Epstein-Barr and hepatitis B virus: hidden architects of viral-associated cancers
Epstein-Barr and hepatitis B virus: hidden architects of viral-associated cancers
This PhD research in the context of a double degree focuses on two important human viruses, the Epstein-Barr virus (EBV) and the hepatitis B virus (HBV). They can cause lifelong infections and are linked to cancer. By combining molecular profiling, assays, bioinformatics and epidemiology, this research seeks to understand the mechanisms by which these viruses persist, evade immunity and contribute to disease and cancer, and thus gain insight into the pathogenesis of viral infections.
The research will study EBV-encoded microRNAs in B cells and their role in EBV-driven B cell lymphomas. These microRNAs regulate viral replication, latency programs, and the survival of infected B cells by targeting both viral and cellular transcripts. The microRNA profile of the largest cohort of EBV-positive classical Hodgkin lymphomas was characterized and compared with EBV-positive Burkitt lymphomas, PTLD, and controls with primary EBV infection. BHRF1 microRNAs were specific to PTLD, while BART microRNAs showed stable expression in all groups. Functional validation of highly expressed BART microRNAs showed reduced cell growth or proliferation after inhibition. GO analysis linked these microRNAs to apoptosis, proliferation, and cell cycle regulation.

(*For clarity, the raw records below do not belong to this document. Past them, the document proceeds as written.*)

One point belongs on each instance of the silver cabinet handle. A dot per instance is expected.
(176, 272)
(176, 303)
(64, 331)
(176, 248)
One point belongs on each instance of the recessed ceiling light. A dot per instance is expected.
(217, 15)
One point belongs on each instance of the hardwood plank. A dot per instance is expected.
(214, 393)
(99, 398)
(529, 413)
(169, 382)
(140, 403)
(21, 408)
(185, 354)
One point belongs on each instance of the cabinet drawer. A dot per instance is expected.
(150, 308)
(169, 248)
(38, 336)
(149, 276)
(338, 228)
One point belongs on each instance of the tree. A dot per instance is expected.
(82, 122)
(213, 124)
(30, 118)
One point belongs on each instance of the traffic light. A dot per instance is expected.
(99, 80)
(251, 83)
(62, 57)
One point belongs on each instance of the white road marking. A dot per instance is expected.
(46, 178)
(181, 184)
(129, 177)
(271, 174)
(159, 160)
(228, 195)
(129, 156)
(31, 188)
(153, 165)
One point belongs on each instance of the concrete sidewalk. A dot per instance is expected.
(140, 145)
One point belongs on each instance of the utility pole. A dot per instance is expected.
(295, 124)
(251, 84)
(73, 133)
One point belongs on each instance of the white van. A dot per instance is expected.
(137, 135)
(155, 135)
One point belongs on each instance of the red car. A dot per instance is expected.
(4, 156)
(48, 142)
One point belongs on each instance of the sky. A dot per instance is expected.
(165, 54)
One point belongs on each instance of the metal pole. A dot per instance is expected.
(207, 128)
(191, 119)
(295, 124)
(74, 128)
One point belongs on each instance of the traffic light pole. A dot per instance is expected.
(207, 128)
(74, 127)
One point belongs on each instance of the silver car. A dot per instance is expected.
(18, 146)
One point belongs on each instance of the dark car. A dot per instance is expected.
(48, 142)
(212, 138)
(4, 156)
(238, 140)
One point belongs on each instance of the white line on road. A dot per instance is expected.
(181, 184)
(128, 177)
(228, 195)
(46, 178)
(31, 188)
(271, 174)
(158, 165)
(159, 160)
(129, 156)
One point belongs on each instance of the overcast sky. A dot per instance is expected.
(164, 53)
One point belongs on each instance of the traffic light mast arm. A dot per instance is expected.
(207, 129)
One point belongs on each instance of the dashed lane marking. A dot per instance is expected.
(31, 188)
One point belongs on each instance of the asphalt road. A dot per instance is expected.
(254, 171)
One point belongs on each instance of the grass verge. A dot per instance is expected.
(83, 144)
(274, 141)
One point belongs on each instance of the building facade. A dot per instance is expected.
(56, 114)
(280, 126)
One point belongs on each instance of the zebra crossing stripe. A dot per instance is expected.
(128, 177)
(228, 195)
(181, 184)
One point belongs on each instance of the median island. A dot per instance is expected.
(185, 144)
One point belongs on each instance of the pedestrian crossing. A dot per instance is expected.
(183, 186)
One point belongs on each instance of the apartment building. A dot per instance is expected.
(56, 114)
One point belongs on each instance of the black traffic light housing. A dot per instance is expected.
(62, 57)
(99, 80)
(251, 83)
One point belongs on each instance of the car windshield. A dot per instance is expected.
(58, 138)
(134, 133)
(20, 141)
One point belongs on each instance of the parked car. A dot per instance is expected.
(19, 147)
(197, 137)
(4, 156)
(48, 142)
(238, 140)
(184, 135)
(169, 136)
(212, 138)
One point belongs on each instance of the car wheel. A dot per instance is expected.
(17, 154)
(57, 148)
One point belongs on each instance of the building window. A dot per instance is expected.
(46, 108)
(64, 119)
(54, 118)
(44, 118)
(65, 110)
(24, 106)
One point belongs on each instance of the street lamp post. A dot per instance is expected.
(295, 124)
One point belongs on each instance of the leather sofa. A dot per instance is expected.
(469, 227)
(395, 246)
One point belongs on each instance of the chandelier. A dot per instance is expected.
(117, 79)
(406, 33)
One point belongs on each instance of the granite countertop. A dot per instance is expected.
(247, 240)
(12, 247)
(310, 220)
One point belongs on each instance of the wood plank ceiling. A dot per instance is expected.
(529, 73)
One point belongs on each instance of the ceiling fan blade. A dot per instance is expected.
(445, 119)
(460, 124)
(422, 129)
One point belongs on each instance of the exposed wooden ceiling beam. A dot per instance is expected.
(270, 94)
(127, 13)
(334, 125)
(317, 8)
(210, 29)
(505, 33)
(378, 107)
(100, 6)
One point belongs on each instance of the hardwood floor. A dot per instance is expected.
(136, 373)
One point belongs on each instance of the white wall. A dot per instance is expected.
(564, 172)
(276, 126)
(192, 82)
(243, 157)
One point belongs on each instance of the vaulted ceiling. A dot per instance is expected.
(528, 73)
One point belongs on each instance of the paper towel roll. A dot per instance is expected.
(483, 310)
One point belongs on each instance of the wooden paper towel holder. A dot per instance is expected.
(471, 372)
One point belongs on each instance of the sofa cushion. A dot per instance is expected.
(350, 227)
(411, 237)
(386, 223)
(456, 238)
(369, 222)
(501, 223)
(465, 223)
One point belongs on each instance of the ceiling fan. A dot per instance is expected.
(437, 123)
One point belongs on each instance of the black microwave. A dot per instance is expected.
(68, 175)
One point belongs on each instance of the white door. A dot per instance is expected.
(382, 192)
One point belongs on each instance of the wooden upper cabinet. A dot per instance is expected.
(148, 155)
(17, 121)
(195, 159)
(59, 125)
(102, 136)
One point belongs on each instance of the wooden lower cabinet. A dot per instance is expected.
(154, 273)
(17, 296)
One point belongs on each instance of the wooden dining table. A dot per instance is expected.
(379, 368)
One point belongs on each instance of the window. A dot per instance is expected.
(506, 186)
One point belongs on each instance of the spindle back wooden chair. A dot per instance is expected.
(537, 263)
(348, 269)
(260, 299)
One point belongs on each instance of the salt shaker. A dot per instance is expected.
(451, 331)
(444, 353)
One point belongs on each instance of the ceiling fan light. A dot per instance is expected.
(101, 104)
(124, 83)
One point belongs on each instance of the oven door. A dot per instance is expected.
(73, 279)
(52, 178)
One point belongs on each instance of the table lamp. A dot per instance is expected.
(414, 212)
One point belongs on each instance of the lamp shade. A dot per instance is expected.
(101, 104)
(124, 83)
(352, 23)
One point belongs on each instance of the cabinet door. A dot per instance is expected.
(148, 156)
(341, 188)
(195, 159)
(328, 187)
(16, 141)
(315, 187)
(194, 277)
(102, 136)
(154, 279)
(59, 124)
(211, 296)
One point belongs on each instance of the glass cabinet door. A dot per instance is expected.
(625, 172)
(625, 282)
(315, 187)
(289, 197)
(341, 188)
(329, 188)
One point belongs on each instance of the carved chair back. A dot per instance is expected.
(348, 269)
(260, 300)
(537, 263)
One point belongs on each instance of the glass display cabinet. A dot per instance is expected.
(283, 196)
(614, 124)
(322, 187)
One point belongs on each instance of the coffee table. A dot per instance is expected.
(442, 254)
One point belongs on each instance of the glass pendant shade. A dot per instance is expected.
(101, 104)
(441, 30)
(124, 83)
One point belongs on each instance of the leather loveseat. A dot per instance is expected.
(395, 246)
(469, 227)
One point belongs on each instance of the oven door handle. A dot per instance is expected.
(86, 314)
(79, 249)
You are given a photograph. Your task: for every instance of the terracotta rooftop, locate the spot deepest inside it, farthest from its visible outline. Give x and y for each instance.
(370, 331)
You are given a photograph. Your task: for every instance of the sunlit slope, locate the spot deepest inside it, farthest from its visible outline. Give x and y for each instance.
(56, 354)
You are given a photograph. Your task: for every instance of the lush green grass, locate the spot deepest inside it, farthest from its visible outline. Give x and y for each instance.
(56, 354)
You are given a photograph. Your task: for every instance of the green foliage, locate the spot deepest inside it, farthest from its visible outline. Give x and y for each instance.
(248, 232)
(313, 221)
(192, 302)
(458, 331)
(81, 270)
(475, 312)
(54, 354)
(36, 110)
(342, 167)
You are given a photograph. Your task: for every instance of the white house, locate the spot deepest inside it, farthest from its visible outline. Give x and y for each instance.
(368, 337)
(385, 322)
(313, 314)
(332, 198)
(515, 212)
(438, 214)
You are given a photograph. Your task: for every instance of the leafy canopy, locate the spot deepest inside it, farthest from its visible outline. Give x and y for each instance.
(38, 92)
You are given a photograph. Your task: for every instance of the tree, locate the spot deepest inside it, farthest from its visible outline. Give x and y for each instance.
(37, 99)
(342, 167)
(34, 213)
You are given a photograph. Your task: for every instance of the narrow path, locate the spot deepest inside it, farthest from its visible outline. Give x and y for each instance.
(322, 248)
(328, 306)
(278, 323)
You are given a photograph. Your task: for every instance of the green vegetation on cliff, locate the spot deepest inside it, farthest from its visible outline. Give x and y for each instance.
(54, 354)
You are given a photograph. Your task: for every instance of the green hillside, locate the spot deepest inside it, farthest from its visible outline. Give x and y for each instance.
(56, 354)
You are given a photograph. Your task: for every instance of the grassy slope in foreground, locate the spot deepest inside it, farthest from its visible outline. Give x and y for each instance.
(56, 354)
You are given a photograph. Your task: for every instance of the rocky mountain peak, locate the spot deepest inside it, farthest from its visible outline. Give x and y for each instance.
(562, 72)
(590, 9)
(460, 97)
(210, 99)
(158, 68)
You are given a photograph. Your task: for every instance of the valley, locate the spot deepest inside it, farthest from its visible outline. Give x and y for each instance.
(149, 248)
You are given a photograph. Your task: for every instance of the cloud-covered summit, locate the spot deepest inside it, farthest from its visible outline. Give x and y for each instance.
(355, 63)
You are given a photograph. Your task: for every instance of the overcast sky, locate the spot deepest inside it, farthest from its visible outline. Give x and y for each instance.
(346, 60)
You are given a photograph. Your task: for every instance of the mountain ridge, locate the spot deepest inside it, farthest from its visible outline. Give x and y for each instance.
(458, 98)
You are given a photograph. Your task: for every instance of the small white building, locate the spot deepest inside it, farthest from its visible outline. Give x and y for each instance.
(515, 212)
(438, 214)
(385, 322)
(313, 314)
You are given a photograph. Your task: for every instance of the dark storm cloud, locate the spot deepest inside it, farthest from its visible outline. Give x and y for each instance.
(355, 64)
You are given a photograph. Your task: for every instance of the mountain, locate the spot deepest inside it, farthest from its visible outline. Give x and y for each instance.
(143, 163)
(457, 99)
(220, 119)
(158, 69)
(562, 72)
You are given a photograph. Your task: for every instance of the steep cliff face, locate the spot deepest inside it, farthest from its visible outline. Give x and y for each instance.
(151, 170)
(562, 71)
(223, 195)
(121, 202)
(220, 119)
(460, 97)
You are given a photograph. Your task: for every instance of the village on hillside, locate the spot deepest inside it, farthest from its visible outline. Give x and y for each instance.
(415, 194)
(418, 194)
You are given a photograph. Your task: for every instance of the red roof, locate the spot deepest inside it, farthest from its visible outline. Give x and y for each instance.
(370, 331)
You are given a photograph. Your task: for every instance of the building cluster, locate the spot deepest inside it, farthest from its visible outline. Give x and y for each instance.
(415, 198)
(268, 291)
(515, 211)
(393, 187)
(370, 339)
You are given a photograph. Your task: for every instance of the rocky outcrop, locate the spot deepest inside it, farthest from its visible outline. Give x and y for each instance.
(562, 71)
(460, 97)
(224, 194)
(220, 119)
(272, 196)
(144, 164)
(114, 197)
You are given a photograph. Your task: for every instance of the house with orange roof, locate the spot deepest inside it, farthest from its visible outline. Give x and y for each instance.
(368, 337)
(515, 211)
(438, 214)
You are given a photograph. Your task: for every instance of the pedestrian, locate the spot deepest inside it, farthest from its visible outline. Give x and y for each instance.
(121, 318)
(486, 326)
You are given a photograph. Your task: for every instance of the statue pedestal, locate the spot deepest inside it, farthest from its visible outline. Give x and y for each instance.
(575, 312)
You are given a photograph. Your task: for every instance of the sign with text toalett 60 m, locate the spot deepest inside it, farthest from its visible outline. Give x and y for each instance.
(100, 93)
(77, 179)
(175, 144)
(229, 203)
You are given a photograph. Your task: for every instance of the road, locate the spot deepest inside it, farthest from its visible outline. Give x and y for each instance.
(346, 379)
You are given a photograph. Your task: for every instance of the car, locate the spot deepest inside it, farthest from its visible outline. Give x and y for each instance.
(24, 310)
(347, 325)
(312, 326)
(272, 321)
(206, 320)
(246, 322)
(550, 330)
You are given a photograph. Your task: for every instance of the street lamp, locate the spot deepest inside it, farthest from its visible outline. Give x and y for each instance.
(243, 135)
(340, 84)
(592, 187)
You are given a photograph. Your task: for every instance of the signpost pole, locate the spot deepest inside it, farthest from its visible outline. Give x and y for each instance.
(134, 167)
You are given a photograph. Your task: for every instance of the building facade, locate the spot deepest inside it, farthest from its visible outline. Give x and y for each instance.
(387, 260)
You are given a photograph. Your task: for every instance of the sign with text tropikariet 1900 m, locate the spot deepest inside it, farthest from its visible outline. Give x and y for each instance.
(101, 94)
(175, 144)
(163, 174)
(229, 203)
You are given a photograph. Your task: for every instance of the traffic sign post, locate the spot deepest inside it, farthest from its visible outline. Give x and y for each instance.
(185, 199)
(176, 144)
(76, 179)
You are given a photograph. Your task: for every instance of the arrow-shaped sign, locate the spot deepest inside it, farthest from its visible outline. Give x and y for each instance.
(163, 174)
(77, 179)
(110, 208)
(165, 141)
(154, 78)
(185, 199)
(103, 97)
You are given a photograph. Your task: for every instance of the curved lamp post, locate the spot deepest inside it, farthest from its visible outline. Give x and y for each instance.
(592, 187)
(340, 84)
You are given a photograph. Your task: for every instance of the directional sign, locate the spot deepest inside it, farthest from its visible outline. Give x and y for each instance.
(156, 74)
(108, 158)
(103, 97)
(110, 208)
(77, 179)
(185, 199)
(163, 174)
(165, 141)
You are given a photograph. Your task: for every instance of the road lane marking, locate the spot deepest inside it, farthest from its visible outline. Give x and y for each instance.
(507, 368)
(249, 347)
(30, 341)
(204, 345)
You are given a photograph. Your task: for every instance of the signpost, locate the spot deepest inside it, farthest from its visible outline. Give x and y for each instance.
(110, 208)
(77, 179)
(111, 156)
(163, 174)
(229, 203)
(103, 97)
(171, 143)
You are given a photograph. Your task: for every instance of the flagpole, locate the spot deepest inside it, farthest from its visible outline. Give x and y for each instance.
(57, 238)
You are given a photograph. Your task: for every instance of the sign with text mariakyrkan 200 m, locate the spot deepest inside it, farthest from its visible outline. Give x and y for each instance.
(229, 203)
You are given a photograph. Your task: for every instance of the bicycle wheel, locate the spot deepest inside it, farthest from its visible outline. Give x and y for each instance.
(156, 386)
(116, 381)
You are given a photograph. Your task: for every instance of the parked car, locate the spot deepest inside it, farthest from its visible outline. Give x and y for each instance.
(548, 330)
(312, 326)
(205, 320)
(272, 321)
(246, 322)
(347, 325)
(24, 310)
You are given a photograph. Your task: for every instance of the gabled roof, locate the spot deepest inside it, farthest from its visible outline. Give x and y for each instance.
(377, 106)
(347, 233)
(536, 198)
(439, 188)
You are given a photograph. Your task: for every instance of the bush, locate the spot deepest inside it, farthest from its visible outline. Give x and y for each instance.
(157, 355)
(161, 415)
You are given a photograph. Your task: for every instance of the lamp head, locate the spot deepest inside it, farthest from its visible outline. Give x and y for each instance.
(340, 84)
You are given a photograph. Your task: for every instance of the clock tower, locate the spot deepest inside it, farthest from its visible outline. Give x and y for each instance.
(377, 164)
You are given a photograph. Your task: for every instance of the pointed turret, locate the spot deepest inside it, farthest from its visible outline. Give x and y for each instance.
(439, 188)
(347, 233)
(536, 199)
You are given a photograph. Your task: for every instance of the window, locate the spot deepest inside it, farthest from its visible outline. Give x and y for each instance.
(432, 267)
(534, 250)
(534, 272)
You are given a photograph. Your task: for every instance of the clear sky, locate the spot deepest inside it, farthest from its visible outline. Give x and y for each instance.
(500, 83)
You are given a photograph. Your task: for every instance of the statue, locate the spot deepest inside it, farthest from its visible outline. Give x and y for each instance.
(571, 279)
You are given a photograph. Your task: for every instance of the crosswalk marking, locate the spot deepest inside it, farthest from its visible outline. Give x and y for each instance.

In addition, the dissertation discusses occult HBV infection (OBI) in Latin America, highlighting limited and unevenly distributed prevalence data and underestimation through the use of serological tests. A study in northeastern Colombia identified OBI in 1.1% of blood donors, underlining the limitations of serological screening and the need for DNA-based testing.
In summary, this dissertation highlights the host-virus interactions underlying the persistence of EBV and HBV and the associated cancer risk, and supports the development of improved diagnostic and preventive strategies.